Was aber, wenn es gar nicht um die Kommunikation im Bundestag, sondern um die Kommunikation des Bundestages geht? Wenn es also gar nicht um die Mandatstätigkeit der Abgeordneten, sondern um die Informationstätigkeit des Verfassungsorgans geht? Dann ist das Parlament als Verfassungsorgan selbstverständlich gem. Art. 20 Abs. 3 GG an die Verfassung und insbesondere gem. Art. 1 Abs. 3 GG an die Grundrechte gebunden. Diese Verfassungsbindung wird in der Praxis selten auf den Prüfstand gestellt. Die aktuellen Entwicklungen des Parlamentarismus in Deutschland machen es aber gerade nötig, sich mit den dahinterstehenden verfassungsrechtlichen Fragen einmal näher auseinanderzusetzen.
Parteipolitische Kriegserklärung durch ein Verfassungsorgan?
Ein erstes Beispiel für einen solchen Konflikt und dessen verfassungsrechtliche Lösung liefert eine Entscheidung des Verfassungsgerichtshofs NRW vom Frühjahr 2022. Gegenstand dieser Entscheidung war ein Organstreitverfahren der AfD-Landtagsfraktion gegen den Landtagspräsidenten.
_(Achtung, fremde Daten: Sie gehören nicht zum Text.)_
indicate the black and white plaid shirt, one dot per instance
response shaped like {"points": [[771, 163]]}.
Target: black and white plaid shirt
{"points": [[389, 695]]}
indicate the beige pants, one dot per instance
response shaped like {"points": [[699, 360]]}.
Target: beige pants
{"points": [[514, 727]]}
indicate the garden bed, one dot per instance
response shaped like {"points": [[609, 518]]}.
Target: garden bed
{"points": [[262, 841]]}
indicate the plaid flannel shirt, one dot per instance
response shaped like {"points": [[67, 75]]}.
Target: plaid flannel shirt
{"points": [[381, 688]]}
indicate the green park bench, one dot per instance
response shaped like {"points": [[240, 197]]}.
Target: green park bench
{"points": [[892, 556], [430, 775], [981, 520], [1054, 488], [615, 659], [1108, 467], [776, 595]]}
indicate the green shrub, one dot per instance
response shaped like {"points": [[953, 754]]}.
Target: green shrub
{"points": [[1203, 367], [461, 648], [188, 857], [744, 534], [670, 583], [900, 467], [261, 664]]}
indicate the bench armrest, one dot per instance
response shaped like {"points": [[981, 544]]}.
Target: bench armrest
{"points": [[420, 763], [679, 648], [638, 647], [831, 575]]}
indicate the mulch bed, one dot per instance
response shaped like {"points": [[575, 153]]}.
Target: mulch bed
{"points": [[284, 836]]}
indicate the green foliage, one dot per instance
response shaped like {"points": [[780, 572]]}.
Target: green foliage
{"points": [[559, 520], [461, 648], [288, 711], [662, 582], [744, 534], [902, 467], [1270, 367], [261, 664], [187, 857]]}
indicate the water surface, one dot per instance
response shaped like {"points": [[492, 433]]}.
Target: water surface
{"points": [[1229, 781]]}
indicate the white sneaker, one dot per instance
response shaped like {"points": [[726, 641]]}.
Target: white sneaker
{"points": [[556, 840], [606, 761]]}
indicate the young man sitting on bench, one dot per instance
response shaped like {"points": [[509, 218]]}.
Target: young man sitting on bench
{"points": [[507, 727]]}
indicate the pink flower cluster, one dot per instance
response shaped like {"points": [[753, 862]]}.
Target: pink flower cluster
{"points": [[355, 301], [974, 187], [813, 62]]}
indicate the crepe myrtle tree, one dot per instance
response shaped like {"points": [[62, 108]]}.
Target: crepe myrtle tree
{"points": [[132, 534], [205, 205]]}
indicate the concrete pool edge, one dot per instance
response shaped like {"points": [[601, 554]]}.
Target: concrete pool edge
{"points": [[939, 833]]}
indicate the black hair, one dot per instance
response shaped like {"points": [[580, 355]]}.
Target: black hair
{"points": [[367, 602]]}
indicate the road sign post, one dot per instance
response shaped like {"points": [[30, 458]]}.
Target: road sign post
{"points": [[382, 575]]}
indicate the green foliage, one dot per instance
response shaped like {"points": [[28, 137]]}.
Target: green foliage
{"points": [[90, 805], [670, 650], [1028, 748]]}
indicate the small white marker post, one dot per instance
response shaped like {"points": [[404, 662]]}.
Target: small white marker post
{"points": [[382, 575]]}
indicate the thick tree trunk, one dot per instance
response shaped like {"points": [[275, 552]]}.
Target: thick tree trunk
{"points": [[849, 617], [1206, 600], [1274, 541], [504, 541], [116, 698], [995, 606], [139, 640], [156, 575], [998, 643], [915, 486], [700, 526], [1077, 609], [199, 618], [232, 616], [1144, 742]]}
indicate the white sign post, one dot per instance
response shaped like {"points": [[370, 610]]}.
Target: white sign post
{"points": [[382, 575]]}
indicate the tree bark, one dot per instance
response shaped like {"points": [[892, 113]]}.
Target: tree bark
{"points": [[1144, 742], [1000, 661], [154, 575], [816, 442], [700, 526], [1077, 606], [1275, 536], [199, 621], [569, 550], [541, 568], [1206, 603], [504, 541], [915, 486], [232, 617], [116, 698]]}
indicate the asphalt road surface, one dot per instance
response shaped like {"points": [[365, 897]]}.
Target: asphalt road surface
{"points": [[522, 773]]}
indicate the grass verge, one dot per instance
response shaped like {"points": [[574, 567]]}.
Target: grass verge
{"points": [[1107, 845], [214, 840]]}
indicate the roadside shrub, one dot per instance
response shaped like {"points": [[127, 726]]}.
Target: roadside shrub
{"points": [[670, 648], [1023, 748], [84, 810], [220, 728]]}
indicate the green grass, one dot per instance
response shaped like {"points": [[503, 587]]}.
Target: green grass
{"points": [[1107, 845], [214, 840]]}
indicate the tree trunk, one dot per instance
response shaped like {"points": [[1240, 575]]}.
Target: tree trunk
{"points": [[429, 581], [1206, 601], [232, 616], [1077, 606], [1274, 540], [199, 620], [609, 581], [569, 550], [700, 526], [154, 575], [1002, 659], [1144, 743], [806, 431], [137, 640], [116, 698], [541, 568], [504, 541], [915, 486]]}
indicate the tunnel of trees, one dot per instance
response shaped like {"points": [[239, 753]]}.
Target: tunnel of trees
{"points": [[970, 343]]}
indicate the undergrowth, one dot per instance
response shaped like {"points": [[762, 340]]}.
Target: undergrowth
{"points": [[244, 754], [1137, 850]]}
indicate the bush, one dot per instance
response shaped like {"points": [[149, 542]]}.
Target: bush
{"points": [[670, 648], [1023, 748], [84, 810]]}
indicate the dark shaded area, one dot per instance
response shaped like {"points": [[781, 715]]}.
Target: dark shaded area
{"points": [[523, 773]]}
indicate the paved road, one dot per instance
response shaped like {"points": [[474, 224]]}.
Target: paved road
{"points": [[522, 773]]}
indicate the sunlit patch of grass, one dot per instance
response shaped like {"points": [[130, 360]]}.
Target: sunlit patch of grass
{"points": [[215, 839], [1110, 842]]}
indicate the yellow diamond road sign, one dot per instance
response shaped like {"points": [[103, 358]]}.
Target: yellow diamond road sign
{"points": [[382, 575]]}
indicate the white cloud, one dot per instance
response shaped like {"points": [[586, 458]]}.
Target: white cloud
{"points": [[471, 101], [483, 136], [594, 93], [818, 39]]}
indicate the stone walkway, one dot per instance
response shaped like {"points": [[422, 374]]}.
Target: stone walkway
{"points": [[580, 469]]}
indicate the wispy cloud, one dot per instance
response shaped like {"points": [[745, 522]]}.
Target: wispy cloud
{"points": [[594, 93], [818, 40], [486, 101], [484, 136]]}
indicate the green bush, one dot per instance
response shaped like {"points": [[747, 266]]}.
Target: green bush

Dieser hatte nämlich einen Gesetzentwurf der Fraktion zurückgewiesen und nicht zur parlamentarischen Beratung zugelassen, weil die namentliche Nennung einer Journalistin deren Persönlichkeitsrechte verletze. Grundlage dafür war § 71 der Geschäftsordnung des Landtags. Danach soll die Präsidentin bzw. der Präsident parlamentarische Vorlagen zurückweisen, wenn sie gegen die parlamentarische Ordnung verstoßen, durch ihren Inhalt den Tatbestand einer strafbaren Handlung erfüllen, Gegenstände behandeln, die nicht zur Zuständigkeit des Landtags gehören, oder ein Eingreifen in die richterliche Unabhängigkeit bedeuten. So schwierig und problematisch der Begriff der parlamentarischen Ordnung auch sein mag, im vorliegenden Fall konnte der Verfassungsgerichtshof ihn für eine wichtige Klarstellung nutzen: „Zur Wahrung der parlamentarischen Ordnung gehört grundsätzlich auch die Gewährleistung der Grundrechtsbindung des Landtags und seiner Untergliederungen gemäß Art. 4 Abs. 1 LV i. V. m. Art. 1 Abs. 3 GG. Die parlamentarische Behandlung eines beim Landtagspräsidenten eingereichten Beratungsgegenstands hat als Ausübung öffentlicher Gewalt hinsichtlich der äußeren Form die grundrechtlich geschützten Positionen privater Dritter zu beachten.“ Aus diesem Grund hielt es die Zurückweisung des Antrags und damit auch die fehlende Veröffentlichung als Drucksache wegen der sonst entstehenden Verletzung des allgemeinen Persönlichkeitsrechts für verfassungskonform.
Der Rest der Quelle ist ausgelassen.